Caroline Wells Healey Dall (June 22, 1822 – December 17, 1912) was an American feminist writer, transcendentalist, and reformer. She was affiliated with the National Women's Rights Convention, the New England Women's Club, and the American Social Science Association. Her associates included Elizabeth Peabody and Margaret Fuller, as well as members of the Transcendentalist movement in Boston.

Caroline Healey was born and raised in Boston, Massachusetts, daughter of Mark Healey, a merchant and investor, and Caroline Foster. She lived there off and on during her life. As a young woman, she received a comprehensive education, encouraged by her father to write novels and essays, and to engage in debates about religion, philosophy and politics. In addition to private tutoring, she attended a private school for girls run by educator Joseph Hale Abbot, until the age of fifteen. She married Charles Dall, a Unitarian minister who worked with the poor in Baltimore, in 1844. The two lived in Toronto during the early 1850s, and returned to Boston in 1855. Her children included William Healey Dall, in whose Washington DC home she lived her later years.

Though she continued to write through the early years of her marriage and child-rearing, after her husband moved to Calcutta, India to perform missionary work, Dall became an active participant in the Boston Women's Rights movement. She was soon an active lecturer and writer on the topic, and organized the New England Women's Rights Convention, along with suffragist Paulina Davis.
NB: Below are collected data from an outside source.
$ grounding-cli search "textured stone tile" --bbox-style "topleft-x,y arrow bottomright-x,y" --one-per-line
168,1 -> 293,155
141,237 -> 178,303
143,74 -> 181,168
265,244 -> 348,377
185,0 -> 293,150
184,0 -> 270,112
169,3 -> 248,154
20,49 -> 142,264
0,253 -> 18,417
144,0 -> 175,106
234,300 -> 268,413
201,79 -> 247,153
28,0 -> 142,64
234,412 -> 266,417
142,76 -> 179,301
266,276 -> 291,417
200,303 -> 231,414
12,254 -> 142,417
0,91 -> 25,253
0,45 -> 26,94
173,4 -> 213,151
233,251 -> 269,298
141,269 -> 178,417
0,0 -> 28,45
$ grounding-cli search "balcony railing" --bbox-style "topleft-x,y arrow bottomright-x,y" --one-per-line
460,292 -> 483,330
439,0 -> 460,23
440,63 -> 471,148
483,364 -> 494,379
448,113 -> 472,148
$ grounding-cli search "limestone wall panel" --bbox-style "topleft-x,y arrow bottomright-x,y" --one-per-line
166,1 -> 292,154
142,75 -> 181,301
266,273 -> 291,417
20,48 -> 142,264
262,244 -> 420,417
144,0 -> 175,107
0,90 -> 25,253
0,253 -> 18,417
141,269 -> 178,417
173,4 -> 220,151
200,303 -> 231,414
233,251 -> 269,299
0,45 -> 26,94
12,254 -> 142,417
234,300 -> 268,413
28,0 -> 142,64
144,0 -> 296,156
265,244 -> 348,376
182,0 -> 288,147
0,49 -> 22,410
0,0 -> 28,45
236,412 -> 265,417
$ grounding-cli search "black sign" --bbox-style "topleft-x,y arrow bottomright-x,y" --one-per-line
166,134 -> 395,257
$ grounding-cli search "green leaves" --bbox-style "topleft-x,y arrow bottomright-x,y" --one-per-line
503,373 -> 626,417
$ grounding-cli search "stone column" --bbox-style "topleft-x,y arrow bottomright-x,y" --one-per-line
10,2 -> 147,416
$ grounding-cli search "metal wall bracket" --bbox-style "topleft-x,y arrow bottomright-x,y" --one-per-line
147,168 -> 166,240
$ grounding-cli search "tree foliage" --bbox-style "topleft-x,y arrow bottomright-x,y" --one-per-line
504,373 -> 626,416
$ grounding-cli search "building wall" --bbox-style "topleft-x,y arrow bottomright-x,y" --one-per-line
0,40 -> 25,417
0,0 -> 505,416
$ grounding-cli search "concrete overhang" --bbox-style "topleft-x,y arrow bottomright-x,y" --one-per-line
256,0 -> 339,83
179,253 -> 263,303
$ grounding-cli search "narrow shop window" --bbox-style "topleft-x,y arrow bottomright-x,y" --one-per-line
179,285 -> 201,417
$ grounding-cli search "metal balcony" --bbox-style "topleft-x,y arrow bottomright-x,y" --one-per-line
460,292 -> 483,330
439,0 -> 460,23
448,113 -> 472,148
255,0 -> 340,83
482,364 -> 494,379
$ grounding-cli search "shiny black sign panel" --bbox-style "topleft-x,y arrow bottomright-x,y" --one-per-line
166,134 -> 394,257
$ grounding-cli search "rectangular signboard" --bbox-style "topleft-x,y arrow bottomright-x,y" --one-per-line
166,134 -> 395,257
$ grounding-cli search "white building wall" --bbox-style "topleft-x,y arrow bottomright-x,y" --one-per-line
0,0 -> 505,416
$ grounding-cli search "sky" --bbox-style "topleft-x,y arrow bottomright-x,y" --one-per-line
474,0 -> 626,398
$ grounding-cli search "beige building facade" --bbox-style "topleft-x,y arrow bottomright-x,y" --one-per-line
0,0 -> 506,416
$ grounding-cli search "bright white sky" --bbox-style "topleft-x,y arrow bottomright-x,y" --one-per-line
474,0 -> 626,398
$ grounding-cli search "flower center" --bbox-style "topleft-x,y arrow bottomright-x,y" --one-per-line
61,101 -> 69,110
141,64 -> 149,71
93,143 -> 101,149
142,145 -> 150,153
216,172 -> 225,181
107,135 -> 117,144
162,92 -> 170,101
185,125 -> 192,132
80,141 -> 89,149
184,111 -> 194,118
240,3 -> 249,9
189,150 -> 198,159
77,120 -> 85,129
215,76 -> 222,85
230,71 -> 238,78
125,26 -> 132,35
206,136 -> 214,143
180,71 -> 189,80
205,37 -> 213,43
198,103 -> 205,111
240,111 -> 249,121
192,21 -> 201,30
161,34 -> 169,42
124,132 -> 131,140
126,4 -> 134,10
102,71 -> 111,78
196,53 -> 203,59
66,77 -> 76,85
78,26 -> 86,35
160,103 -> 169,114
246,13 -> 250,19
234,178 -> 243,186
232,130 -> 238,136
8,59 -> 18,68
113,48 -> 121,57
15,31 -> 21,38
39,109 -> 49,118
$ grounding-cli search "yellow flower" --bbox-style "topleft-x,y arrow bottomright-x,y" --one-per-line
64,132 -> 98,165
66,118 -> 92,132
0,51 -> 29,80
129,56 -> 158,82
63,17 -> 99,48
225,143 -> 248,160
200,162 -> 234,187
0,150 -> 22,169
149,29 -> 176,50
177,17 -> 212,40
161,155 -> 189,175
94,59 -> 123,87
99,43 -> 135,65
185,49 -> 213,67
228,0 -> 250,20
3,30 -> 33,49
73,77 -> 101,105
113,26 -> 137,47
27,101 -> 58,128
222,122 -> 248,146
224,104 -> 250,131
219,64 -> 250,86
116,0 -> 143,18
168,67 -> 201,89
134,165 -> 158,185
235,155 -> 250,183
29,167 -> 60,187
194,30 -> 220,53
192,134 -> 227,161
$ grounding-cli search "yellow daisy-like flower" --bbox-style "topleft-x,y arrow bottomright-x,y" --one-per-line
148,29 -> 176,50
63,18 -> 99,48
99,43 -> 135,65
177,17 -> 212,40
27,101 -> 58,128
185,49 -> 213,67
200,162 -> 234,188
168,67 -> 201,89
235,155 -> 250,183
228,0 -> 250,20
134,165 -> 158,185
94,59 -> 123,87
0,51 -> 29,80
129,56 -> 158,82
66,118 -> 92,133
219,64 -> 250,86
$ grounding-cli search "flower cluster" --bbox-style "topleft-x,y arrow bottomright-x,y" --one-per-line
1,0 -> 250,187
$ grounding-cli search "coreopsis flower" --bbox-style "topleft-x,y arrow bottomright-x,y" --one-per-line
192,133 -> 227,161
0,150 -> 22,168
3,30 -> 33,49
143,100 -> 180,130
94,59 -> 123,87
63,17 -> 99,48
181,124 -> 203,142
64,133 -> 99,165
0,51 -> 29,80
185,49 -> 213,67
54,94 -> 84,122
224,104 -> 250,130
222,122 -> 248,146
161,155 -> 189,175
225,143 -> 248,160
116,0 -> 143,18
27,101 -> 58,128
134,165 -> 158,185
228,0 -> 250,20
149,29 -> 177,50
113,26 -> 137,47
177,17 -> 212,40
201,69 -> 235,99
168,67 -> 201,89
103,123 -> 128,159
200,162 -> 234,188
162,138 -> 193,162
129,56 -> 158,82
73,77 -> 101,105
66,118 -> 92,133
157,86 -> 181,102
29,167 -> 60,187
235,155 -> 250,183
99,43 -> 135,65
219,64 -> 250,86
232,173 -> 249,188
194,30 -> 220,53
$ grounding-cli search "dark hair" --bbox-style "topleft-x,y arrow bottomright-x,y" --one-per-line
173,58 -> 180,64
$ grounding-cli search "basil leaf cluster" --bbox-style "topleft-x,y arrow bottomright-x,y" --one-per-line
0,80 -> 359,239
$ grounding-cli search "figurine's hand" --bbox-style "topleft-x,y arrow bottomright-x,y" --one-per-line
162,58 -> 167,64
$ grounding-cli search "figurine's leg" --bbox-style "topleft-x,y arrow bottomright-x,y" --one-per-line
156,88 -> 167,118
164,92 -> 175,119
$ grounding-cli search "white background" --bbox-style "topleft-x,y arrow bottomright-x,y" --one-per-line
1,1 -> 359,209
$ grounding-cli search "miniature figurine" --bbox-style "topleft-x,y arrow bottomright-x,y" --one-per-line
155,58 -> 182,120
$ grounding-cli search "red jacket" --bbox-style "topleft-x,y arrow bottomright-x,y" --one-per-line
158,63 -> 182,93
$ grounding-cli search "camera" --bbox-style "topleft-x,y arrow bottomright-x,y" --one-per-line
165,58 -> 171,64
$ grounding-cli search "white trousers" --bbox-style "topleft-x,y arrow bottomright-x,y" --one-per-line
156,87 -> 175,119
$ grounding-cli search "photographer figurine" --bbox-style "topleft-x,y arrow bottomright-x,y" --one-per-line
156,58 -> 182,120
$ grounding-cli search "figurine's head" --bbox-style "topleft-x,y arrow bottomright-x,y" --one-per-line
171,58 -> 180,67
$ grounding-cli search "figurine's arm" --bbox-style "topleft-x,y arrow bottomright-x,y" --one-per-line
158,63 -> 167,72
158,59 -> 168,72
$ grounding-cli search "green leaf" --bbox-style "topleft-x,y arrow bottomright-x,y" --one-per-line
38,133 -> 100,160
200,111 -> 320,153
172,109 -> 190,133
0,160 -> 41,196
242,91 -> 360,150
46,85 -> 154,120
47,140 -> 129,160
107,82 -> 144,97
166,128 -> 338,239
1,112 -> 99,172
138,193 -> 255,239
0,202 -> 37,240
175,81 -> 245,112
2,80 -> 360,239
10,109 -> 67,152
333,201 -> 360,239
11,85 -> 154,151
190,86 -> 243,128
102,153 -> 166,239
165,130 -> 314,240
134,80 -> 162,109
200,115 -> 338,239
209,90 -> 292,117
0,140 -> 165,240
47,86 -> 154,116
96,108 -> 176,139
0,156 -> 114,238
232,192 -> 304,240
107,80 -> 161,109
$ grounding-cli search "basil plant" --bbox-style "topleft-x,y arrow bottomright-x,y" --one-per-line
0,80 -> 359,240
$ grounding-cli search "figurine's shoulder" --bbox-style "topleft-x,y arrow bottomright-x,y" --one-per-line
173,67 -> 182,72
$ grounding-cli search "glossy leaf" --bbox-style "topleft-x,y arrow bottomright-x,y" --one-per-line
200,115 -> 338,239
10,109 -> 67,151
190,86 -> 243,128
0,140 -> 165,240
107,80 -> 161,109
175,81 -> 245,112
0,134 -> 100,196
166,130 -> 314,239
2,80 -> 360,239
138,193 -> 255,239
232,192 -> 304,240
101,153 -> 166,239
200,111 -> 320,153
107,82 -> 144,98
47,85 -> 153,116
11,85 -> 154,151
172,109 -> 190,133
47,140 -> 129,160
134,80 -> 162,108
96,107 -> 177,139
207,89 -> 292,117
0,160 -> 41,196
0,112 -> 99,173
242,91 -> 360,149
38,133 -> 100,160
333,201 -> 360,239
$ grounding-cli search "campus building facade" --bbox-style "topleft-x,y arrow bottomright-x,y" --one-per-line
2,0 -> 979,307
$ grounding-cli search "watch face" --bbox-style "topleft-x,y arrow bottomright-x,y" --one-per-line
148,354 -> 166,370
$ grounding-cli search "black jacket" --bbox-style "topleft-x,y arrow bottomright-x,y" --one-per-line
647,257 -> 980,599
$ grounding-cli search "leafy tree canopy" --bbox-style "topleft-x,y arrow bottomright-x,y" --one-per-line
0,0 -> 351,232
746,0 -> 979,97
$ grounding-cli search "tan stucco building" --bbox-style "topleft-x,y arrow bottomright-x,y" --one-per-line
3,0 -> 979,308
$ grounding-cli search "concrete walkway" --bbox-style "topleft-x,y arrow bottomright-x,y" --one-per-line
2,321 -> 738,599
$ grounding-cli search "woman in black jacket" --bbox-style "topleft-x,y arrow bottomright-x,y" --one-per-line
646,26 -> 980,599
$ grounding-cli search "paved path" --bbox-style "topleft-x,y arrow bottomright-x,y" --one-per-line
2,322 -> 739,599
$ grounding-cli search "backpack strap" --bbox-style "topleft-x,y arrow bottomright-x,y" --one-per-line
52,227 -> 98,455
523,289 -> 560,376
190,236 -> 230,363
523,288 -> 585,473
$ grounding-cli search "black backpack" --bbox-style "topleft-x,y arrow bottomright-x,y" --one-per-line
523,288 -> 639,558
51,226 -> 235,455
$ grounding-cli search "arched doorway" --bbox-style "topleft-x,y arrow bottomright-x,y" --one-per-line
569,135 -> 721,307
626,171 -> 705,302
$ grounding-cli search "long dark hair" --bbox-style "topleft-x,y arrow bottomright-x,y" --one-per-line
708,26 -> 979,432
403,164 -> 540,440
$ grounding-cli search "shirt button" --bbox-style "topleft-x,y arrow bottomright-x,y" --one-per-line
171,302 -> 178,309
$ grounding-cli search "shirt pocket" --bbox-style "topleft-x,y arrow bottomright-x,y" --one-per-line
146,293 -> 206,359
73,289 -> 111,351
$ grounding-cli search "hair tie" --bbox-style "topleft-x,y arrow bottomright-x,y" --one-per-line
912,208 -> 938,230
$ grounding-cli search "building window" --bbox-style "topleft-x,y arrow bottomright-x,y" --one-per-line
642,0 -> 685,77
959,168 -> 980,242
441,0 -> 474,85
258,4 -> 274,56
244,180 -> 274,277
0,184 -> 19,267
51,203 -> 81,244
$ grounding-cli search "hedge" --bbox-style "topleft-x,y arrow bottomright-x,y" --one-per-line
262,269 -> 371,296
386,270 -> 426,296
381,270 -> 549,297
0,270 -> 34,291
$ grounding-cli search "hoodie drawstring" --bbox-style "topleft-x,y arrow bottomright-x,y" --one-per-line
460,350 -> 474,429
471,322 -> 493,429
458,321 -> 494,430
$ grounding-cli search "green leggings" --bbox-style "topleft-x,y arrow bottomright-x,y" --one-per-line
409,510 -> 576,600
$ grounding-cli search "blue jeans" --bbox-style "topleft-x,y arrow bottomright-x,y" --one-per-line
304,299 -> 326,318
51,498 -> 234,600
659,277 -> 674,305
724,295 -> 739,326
Also with Davis she founded Una, a journal devoted to woman's rights, and the pioneer publication of its kind. After deciding that she did not like working with groups, Dall turned to writing as her principal means of addressing women's equality. her most prominent works from this time included Historical Pictures Retouched: a Volume of Miscellanies (1861), which highlighted previously ignored women in history, and a collection of lectures entitled The College, the Market, and the Court; or Woman's Relation to Education, Labor, and Law (1867) in which she argued that the modern woman was no longer content to be in the domestic sphere and should be allowed to participate in public life. The New York Evening Post called this collection "the most eloquent and forcible statement of the Woman's Question which has been made." Dall was a founder of the Social Science Association (1865).